Tabii, işin bir de Suudi Arabistan ve Birleşik Arap Emirlikleri yanı var. Onlar gerçekten Türkiye mallarını boykot ediyor ve bunu dükkanlarına astıkları ilanlarla açıklamışlar. Ama, biz onların mallarını boykot etmiyoruz. Onlara karşılıklılık yok. Neden acaba?

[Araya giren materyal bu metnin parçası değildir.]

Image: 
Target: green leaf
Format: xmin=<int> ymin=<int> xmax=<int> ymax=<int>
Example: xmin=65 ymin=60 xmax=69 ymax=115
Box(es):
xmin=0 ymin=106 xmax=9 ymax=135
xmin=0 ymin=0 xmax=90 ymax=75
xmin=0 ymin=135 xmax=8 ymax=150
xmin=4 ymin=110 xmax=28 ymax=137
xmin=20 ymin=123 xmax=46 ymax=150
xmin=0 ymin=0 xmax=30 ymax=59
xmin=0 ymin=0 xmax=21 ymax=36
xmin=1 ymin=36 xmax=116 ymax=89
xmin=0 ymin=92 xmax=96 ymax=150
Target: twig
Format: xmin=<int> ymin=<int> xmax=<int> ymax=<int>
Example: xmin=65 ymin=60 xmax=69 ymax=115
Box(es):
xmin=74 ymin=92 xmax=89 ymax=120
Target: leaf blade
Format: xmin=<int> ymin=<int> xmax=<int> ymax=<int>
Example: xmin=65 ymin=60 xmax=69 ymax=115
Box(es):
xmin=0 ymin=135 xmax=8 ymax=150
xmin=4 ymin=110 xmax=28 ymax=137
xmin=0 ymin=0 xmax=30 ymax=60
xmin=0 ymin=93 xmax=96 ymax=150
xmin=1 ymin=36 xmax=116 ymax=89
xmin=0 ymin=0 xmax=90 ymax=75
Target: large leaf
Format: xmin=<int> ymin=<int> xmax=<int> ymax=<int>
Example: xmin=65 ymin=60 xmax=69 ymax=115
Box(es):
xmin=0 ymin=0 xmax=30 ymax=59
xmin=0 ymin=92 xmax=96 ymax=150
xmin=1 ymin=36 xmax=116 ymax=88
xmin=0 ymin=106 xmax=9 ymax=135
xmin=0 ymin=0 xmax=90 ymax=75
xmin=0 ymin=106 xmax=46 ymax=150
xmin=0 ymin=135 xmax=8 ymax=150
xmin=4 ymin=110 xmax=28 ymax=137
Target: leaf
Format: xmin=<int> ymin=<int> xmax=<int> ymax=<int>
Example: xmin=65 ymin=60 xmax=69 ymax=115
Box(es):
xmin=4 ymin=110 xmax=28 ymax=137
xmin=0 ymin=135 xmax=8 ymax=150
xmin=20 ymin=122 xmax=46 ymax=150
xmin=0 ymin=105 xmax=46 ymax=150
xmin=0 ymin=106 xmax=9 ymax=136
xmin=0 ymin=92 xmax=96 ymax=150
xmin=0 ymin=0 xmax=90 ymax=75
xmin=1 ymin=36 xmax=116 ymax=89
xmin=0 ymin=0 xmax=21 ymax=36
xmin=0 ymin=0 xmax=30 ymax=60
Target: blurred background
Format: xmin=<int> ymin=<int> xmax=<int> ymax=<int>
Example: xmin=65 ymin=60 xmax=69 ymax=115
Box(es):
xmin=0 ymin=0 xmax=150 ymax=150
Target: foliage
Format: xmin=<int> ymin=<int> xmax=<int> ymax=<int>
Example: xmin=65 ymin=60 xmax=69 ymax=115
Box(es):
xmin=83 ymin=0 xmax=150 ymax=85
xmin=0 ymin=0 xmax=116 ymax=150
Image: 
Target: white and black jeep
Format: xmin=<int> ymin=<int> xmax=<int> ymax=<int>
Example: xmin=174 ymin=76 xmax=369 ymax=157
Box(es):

Almanlara ve Fransızlara bu sefer kızmamızın nedeni dini değerlerin korunması. Almanlar bir camide arama yaptı, Fransızlar bir şeriatçı tarafından boğazı kesilen öğretmen nedeniyle cihatçı örgütlenmeleri eleştirdi diye; Almanların ve Fransızların Müslümanlığa saldırdığını iddia ediyoruz. Almanlar camiye ya da Müslümanlığa bir saygısızlığımız yok, bu camide örgütlenen bir grup Covid-19 pandemisi nedeniyle esnafa dağıttığımız parayı haksız olarak aldı ve buradaki örgüte aktardı diyor. Fransızlar ise dine karşı bir saygısızlığımız yok ama isteyen yurttaşlarımız dini de eleştirebilir ve bu nedenle kimse kimsenin kafasını kesemez diyor. Şeriatçı müslümanların laiklik ve demokrasi kurallarına saygı göstermesini istiyor. Müslümanlıkta reform şart diyor.

Bizimkiler ise biz “ahiret korkusu olmayanlardan her türlü kötülük beklenir” diye açıklama yaparız, kiliseleri savaş ganimeti olarak camiye çeviririz, kılıçla minbere çıkıp İslam olmayanlara gözdağı veririz ama kimse bizim dinimiz hakkında tek kelime edemez diyor.

Artık yurttaş, vatandaş tanımlarını bırakıp ümmet tanımına geçmişiz. Kendimizi Dünya müslümanlarının hamisi ve lideri ilan etmişiz. Taraftarlarımız sık sık artık hilafeti ilan edelim diyor. Medeniyetler ittifakının eş başkanlığından vazgeçip, medeniyetler (siz onu dinler olarak anlayın) savaşının mücahidi olmuşuz. 

Fransız, Alman mallarına bir şey olmaz. Onları daha çok zaten iktidardakiler ve zenginler kullanıyor. Lüks arabaları, kıyafetleri, çantaları, uçakları kullananlar bu mallardan vazgeçmez. Fakir fukara ise birkaç peynir ve sosisi yerlere atıp çiğner falan sonra unutur.

Asıl unutmamız gereken nereye doğru gittiğimiz. Türkiye’nin şeriatçı cihatçıların hamisi ve destekçisi olduğu inanışı dünyada hızla yayılıyor. Türkiye’nin imajı Ömer el Beşir’in Sudan’ına dönmeye başladı. Buna ne diyoruz? Demokratik, laik bir Türkiye için yapacak bir boykotumuz yok mu?